Latest GA Release

Falcon LogScale 1.169.0 GA (2024-12-17)

Version?Type?Release Date?Availability?End of Support

Security

Updates

Upgrades

From?

Config.

Changes?
1.169.0GA2024-12-17

Cloud

Next LTSNo1.136No

Available for download two days after release.

Bug fixes and updates.

Breaking Changes

The following items create a breaking change in the behavior, response or operation of this release.

  • Storage

    • There is a change to the archiving logic so that LogScale no longer splits a given segment into multiple bucket objects based on ungrouped tag combinations in the segment. Tag groups were introduced to limit the number of datasources if a given tag had too many different values. But the current implementation of archiving splits the different tag combinations contained in a given segment back out into one bucket per tag combination, which is a scalability issue, and can also affect mini-segment merging. The new approach just uploads into one object per segment. As a visible impact for the user, there will be fewer objects in the archiving bucket, and the naming schema for the objects will change to not include the tags that were grouped into the tag groups that the datasource is based on. The set of events in the bucket will remain the same. This is a cluster risk, so the change is released immediately.

      For self-hosted customers: if you need time to change the external systems that read from the archive due to the naming changes, you may disable the DontSplitSegmentsForArchiving feature flag (see Enabling & Disabling Feature Flags).

      For more information, see Tag Grouping.

  • GraphQL API

    • The new parameter strict has been added to the input of analyzeQuery() GraphQL query. When set to default value true, query validation will always validate uses of saved query and query parameter. When set to false, it will attempt to ignore validation of saved query and query parameter uses. This is a breaking change because previously, validation would behave as if strict was set to false.

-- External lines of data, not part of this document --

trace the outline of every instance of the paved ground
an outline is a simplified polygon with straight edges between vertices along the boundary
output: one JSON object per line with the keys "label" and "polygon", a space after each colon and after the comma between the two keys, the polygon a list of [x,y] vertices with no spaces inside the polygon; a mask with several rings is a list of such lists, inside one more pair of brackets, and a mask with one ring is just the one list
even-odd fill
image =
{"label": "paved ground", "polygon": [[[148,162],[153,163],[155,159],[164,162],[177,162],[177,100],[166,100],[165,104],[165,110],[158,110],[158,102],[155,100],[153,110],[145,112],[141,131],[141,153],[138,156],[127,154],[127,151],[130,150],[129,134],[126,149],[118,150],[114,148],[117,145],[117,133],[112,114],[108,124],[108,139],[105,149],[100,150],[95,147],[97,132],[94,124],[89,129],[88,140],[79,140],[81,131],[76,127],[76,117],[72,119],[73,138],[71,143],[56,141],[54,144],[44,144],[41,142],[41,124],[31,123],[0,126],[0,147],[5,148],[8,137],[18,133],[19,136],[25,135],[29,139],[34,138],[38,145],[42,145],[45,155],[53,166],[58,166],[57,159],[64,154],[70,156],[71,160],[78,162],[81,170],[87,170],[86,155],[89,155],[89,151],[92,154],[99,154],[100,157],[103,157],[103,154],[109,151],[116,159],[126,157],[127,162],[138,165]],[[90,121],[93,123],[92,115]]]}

To achieve legacy behavior, set strict=false.

Deprecation

Items that have been deprecated and may be removed in a future release.

  • The lastScheduledSearch field from the ScheduledSearch datatype is now deprecated and planned for removal in LogScale version 1.202. The new lastExecuted and lastTriggered fields have been added to the ScheduledSearch datatype to replace lastScheduledSearch.

New features and improvements

  • Administration and Management

    • Usage is now logged to the humio repository.

  • Ingestion

    • Clicking Run tests on the parser editor page now produces events that are more similar to what an ingested event would look like in certain edge cases.

    • You can now validate whether your parser complies to the ??? by clicking the checkbox Use CPS in the parser editor.

      For more information, see Normalize and Validate Against CPS Schema.

  • Functions

Fixed in this release

  • Queries

    • The query table endpoint client has been fixed as it was unable to receive the response for tables larger than 128 MB, and an error occurred.

    • A performance regression in the query scheduler has been fixed as it could lead to query starvation and slow searches.

Improvement

  • Storage

    • Improved performance when syncing IOCs internally within nodes in a cluster.

    • Improved the performance of ingest queue message handling that immediately follows a change in the Kafka partition count. Without this improvement, changing the partition count could substantially slow down processing of events ingested before the repartitioning.

    • Relocation of datasources after a partition count change will now be restarted if the Kafka partition count changes again while the cluster is executing relocations. This ensures that datasource placement always reflects the latest partition count.

  • Functions

    • Improving the error message for missing time zones in the parseTimestamp() function.